Equipes do Serviço de
Saneamento Ambiental de Rondonópolis fazem a troca de uma bomba na Estação de
Captação de Água, localizada no bairro Colina Verde, desde a manhã de hoje. A
troca vem como medida emergencial para aumentar a vazão que segue para a
Estação de Tratamento de Água.
Em função da estiagem, comum
nessa época do ano, o volume de água no Rio Vermelho diminui, principalmente
por causa dos bancos de areia que se formam dificultando a captação. De acordo
com o engenheiro do Sanear, Edvaldo Ferreira da Silva, a troca deve ser
finalizada ainda hoje.
Em seguida, faremos a limpeza
e drenagem nas proximidades da Estação de Captação para diminuir os bancos de
areia que se formaram ali.
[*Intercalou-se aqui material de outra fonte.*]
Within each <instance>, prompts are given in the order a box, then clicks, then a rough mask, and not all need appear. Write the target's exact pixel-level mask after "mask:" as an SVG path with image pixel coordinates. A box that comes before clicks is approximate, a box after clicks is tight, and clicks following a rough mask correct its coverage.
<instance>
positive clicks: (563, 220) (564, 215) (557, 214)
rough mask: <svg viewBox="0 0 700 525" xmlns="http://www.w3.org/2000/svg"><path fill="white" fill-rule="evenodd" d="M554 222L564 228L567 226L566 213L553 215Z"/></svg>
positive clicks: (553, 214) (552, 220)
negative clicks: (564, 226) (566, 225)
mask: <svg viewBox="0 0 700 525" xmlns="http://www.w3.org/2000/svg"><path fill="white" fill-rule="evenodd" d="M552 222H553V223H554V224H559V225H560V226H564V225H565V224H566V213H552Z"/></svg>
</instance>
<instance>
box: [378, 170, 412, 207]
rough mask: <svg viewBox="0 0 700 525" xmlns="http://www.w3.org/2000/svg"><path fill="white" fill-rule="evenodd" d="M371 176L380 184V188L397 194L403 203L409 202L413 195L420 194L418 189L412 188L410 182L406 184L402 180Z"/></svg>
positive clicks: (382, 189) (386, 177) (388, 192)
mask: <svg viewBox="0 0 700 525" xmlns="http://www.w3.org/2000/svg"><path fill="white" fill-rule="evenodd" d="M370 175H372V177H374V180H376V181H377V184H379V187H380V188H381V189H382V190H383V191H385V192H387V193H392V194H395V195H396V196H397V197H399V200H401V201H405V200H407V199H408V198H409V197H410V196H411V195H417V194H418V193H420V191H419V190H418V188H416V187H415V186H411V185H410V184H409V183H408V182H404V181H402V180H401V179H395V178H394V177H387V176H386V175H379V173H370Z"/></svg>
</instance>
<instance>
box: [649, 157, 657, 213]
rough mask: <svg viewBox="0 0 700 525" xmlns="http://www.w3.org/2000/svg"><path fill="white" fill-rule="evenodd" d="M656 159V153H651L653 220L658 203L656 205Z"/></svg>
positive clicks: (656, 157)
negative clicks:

A maior dificuldade é que esses bancos ficam bem
na entrada da água, próximos aos equipamentos, e por isso a diminuição da vazão
é tão impactante, explica o engenheiro.
Ainda segundo ele, nessa época
do ano é comum a queima de equipamentos, já que por causa do volume de areia a
capacidade exigida é maior e muitas vezes as máquinas não suportam. Por isso,
estamos em alerta constante, em todos os reservatórios e nas estações, para que
a manutenção seja feita o mais rápido possível e a população não seja
prejudicada.
A falta de água é sentida em
diversos pontos da cidade, em especial nas regiões mais altas, no entanto, com
a manutenção dos 35 poços artesianos existentes em Rondonópolis, o Sanear pede
cautela da população, já que será necessário o racionamento de água por pelo
menos 15 dias.
Esses poços contribuem muito,
pois são responsáveis pela vazão de quase 900 mil m³ de água. Agora, é
importante lembrar que a Estação ainda é a maior fonte de abastecimento em
Rondonópolis e hoje estamos trabalhando com a metade da capacidade, por causa
dessa estiagem, explica o diretor-técnico do Sanear, Marcos Brumatti.
A capacidade atual da ETA é de
400 litros de água/segundo, mas têm sido registrados nos últimos três dias, em
função da estiagem, a metade, ou seja, 200 litros/segundo. De acordo com o
diretor-geral do Sanear, Themis Oliveira, a falta de ampliação da rede de água
nos últimos anos também contribui para a dificuldade no abastecimento
enfrentada hoje.
É importante frisar que a população
vem sofrendo há anos com esse problema no abastecimento, para se ter uma ideia,
hoje a cidade produz 740 litros de água tratada, por segundo, insuficientes
para atender a demanda que chega a 912 litros, por segundo. Até outubro nós
vamos entregar mais um poço e um reservatório com capacidade de 2.600 mil
litros de água. E ainda acertamos uma parceria com o Ministério das Cidades
para a perfuração de dois poços profundos com capacidade para produzir 120
litros de água por segundo, afirma o diretor-geral do Sanear.
Ele lembra que também está
sendo negociada, com as empreiteiras, a retomada das obras dos reservatórios da
região do bairro Cidade Alta e do antigo aeroporto.